Contributing to IITC‐CE - IITC-CE/ingress-intel-total-conversion GitHub Wiki

Getting Involved

Third-party patches are absolutely essential in IITC "Community Edition". However, they're not the only way to get involved with IITC development. You can help the project tremendously by discovering and reporting bugs; helping others on Reddit, Telegram IITC Group chat, and GitHub issues; and spreading the word about IITC-CE among your teammates and friends.

Reporting Bugs

Reporting Bugs

Contributing Code

GitHub flow

If you're not yet familiar with the way GitHub works (forking, pull requests, etc.), be sure to check out the awesome article about forking on the GitHub Help website — it will get you started quickly.

Contribution Workflow

  • Create a personal fork of the project on GitHub.

  • Clone the fork on your local machine. Your remote repo on GitHub is called origin.

  • Add the original repository as a remote called upstream.

  • If you created your fork a while ago be sure to pull upstream changes into your local repository.

  • Create a new branch to work on! Branch from master.

    You should always write each batch of changes (feature, bugfix, etc.) in its own topic branch.

    Please do not commit to the master branch, or your unrelated changes will go into the same pull request.

  • Implement/fix your feature, comment your code.

  • Follow the code style of the project, including indentation.

  • Add or change the documentation as needed.

  • Squash some commits into a single commit if necessary.

  • Push your branch to your fork on GitHub, the remote origin.

  • From your fork open a pull request in the correct branch. Target the project's master branch!

  • If the maintainer requests further changes just push them to your branch. The PR will be updated automatically.
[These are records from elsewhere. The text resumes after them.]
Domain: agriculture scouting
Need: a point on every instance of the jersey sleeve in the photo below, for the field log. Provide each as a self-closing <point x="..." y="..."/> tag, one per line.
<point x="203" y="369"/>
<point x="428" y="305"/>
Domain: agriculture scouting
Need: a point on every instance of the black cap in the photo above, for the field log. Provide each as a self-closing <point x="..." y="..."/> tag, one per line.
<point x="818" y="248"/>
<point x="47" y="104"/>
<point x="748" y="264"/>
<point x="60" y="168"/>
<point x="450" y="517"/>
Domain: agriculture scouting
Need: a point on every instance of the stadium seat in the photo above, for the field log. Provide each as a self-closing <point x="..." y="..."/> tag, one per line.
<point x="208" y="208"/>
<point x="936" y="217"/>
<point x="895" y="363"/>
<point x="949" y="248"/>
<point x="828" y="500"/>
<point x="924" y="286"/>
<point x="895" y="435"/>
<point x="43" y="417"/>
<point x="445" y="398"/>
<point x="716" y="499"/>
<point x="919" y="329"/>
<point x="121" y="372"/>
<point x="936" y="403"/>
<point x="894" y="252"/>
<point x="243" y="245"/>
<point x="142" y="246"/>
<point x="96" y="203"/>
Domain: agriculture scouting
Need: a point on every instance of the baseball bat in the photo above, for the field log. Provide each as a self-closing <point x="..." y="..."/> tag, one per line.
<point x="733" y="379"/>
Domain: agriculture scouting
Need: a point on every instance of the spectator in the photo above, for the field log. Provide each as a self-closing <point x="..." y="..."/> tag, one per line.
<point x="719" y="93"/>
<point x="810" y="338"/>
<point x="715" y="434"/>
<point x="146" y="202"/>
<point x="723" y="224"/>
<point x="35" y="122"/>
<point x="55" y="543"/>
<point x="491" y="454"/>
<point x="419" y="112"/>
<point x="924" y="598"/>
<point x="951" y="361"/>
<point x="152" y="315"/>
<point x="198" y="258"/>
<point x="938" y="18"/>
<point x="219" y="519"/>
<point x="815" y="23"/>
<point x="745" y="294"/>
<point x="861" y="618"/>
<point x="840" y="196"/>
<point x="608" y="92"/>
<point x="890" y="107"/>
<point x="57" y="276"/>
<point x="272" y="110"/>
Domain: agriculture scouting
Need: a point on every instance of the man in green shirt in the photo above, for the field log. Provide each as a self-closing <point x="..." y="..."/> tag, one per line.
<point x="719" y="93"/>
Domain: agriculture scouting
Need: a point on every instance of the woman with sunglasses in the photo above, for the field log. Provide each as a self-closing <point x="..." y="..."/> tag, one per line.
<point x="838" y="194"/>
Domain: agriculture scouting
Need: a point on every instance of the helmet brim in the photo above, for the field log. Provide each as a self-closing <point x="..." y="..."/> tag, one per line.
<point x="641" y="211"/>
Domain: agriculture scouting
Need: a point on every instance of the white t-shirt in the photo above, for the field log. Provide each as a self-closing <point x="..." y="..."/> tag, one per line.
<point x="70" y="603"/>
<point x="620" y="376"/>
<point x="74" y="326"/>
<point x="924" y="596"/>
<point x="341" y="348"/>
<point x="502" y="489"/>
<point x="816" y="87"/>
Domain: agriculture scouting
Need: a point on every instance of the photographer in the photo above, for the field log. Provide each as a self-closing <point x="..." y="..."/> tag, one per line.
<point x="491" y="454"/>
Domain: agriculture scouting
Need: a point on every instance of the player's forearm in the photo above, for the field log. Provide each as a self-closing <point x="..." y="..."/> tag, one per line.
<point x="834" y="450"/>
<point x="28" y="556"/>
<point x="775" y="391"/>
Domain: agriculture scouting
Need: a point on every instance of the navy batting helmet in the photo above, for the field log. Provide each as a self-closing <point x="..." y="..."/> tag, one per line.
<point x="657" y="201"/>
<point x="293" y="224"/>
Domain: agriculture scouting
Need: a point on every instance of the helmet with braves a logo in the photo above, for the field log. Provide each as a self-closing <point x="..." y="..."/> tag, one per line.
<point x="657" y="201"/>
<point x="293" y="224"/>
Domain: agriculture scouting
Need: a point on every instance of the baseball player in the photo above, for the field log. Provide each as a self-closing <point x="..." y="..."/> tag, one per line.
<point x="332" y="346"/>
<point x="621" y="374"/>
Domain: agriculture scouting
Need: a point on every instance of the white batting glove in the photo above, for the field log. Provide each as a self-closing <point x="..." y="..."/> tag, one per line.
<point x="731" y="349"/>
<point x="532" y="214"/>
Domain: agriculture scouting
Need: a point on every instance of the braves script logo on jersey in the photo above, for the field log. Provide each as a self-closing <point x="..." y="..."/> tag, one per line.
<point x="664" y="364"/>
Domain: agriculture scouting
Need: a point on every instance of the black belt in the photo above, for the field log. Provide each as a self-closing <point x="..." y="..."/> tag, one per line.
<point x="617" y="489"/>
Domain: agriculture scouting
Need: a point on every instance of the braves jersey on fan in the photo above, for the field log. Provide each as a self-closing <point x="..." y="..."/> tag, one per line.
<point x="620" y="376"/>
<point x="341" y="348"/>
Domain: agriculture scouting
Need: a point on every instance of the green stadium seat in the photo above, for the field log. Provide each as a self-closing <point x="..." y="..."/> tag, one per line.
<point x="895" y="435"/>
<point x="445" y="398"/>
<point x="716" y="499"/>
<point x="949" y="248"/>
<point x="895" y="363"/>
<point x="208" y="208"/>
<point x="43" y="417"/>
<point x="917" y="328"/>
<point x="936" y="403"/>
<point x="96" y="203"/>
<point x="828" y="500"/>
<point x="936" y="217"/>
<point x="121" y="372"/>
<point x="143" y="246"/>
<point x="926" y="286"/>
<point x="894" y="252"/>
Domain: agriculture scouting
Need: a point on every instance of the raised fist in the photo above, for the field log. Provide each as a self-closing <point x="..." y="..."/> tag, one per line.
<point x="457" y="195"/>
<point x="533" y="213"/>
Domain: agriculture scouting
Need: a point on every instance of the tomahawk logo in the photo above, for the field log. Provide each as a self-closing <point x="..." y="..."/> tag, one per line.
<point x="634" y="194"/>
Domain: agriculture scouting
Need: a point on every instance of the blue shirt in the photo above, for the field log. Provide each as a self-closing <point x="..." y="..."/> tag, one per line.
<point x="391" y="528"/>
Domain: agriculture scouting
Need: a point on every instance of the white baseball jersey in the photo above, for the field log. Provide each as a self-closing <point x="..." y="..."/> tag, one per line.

  • Once the pull request is approved and merged you can pull the changes from upstream to your local repo and delete your extra branch(es).

And last but not least: follow our commit messages style:

  • Start message with some keyword describing it's scope ("IITC-Mobile: …", "draw-tools: …")
  • Follow good practices, e.g. these seven rules.
  • If it seems difficult to summarize what your commit does, it may be because it includes several logical changes or bug fixes, and are better split up into several commits using git add -p.

Code Style

Code Style

Plugin Icons

When contributing new plugins to IITC-CE, developers must provide an icon for their plugin:

  • Icons should be in SVG format
  • Icons are hosted in the website repository at IITC-CE/website@master/static/extras/plugin-icons/
  • You can either provide the icon design in your pull request description, or add it directly to the website repository
  • Icons follow the naming pattern of your plugin and are referenced as: https://iitc.app/extras/plugin-icons/{plugin-name}.svg

The system relies on this configuration line in the build settings:

'url_icon_base': 'https://iitc.app/extras/plugin-icons/{}.svg',

Please ensure your plugin includes the appropriate icon reference to maintain consistency across the project.

Code of Conduct

Everyone is invited to participate in the IITC-CE community and related projects: we want to create a welcoming and friendly environment. Harassment of participants or other unethical and unprofessional behavior will not be tolerated in our spaces. The Contributor Covenant applies to all projects under the IITC-CE organization.

Configuring CI/CD in forks

IITC uses GitHub Actions to build and deploy. By default, you already have the ability to get IITC and IITC Mobile builds in your PRs (if you create a PR with a target as your fork or original repository) and publishing artifacts in your GitHub releases.

You can also set up publishing beta and release builds if you wish. To do this, first replace the encrypted keystore at mobile/keystore/android.jks with your own. Then open your repository fork » Settings » Secrets » Actions and specify the following values:

  • KEYSTORE_PASS - secure password for your keystore.
  • ALIAS_NAME - identifying name for your key.
  • ALIAS_PASS - secure password for your key.
  • WEBSITE_REPO - full name of repository with your website (as your_name/repository_name)
  • API_TOKEN_GITHUB - used if you specified the website repository name. You can retrieve the API_TOKEN_GITHUB here (set the repo permissions).
  • TG_BOT_TOKEN - specify a Telegram bot token to send IITC Mobile (release and beta) builds to Telegram
  • TG_CHAT_ID - used if you specified TG_BOT_TOKEN. Unique identifier for target chat. How to get unique identifier from telegram api: curl https://api.telegram.org/bot<token>/getUpdates

Thank You

Not only does your contribution to IITC and its community earn our gratitude, but it also makes you AWESOME.

Join this approved list of awesome people and help us push the limits of what's possible with community efforts!